Je comprends bien le regard que le narrateur porte sur Jonathan, sur son indigence vestimentaire, symbole d'une plus grande indigence encore. Mais il est vrai qu'à la lumière de notre époque actuelle, on aurait plutôt tendance à se réjouir de son peu de goût pour les fanfreluches de marque.
Cela dit, j'aime comme tu profites du sujet de ce récit pour distiller des détails nocifs :
il découvre, subjugué, que les marmousets d'une des chambrières jouissent, par delà les toits, dans leur chambrette pimpante, quoique dans la maison l'eau soit à l'évier, d'une vue sublime sur la mer. En plus des bichocos pour goûter. Et qu'ils lisent des illustrés, naïfs certes, mais féeriques. Et pétants de couleurs.



Dans le détail, voici ce que j'ai relevé, commentaires à l'appui parfois :

Et pourtant.
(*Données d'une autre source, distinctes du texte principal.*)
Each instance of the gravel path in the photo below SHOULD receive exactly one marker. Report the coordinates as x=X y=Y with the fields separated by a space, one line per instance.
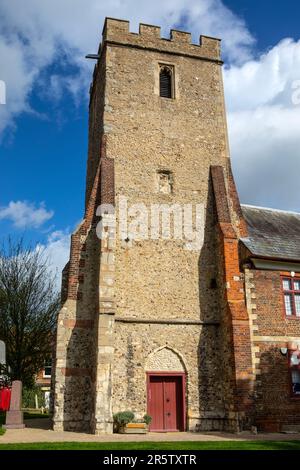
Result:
x=38 y=430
Laideur et dénuement.
Il a cependant été ébloui,

Il a cependant été ébloui, chez l'un des rares copains avec qui il a quelques semblants de rapports, mais il est vrai que ledit copain est un quasi voisin, par delà le parc planté de pins, par une tapisserie qu'il n'hésitera pas à décrire comme une splendeur. (je trouve l'apposition bien intrusive ; est-elle nécessaire ?)
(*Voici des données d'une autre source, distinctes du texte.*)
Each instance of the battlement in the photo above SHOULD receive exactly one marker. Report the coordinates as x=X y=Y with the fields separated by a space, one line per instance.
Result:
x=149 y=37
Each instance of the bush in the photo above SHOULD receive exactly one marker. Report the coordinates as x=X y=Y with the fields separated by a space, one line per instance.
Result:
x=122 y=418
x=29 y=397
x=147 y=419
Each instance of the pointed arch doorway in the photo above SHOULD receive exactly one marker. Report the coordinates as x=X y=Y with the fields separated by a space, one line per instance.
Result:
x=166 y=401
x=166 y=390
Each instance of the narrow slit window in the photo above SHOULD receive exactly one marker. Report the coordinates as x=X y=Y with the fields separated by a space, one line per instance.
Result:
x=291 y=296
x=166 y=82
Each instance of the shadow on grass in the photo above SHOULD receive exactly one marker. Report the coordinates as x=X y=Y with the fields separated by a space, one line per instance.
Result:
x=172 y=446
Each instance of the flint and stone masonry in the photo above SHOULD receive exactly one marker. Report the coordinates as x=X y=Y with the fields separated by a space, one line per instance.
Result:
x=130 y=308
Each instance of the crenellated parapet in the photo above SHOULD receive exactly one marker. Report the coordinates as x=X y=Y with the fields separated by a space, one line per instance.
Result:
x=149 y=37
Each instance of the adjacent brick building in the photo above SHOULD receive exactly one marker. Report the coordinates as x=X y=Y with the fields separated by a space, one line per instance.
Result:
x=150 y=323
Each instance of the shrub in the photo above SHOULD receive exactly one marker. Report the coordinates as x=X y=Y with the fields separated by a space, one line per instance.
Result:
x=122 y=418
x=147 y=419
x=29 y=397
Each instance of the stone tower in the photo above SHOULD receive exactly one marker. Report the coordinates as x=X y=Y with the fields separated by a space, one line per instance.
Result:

de douces bergères se balancent dans des escarpolettes, "sur"

Dénaturation d'un kitsch achevé de l'Embarquement pour Cythère, qu'il connaît cependant fort bien.

Jonathan, formaté au kitsch de la régente, madame mère, qui excelle dans l'accumulation de détails exquis, couvre-lits acryliques fluo, verts ou oranges, papiers peints à fleurs géantes, qui le poursuivent jusque dans ses rêves, canevas de chien-loups posant devant des chaumières alsaciennes, en est resté sans voix, extasié. (comme précédemment, l'apposition est trop longue, trop envahissante à mon goût)

Bien sûr, il ne pense pas encore malheureusement. ( :-)) ça, c'est chouette comme remarque ! )


Il faut comprendre que madame, comme on l'appelle, se trouve être sa mère, mais qu'elle gravite dans des orbites qui peuvent être fort proches, mais obéissent exclusivement à leur propre logique. (je ne comprends pas cette phrase ; ne manque-t-il pas une préposition après "fort proches (de)" ???

lors qu'il bâfre des palanquées de tout ce qui lui tombe sous l'œil, dans une volonté de survie, aménageant un repaire sécurisant des nuées de ses lectures, innombrables et disparates (je ne comprends pas ceci non plus : "aménageant un repaire sécurisant" où ??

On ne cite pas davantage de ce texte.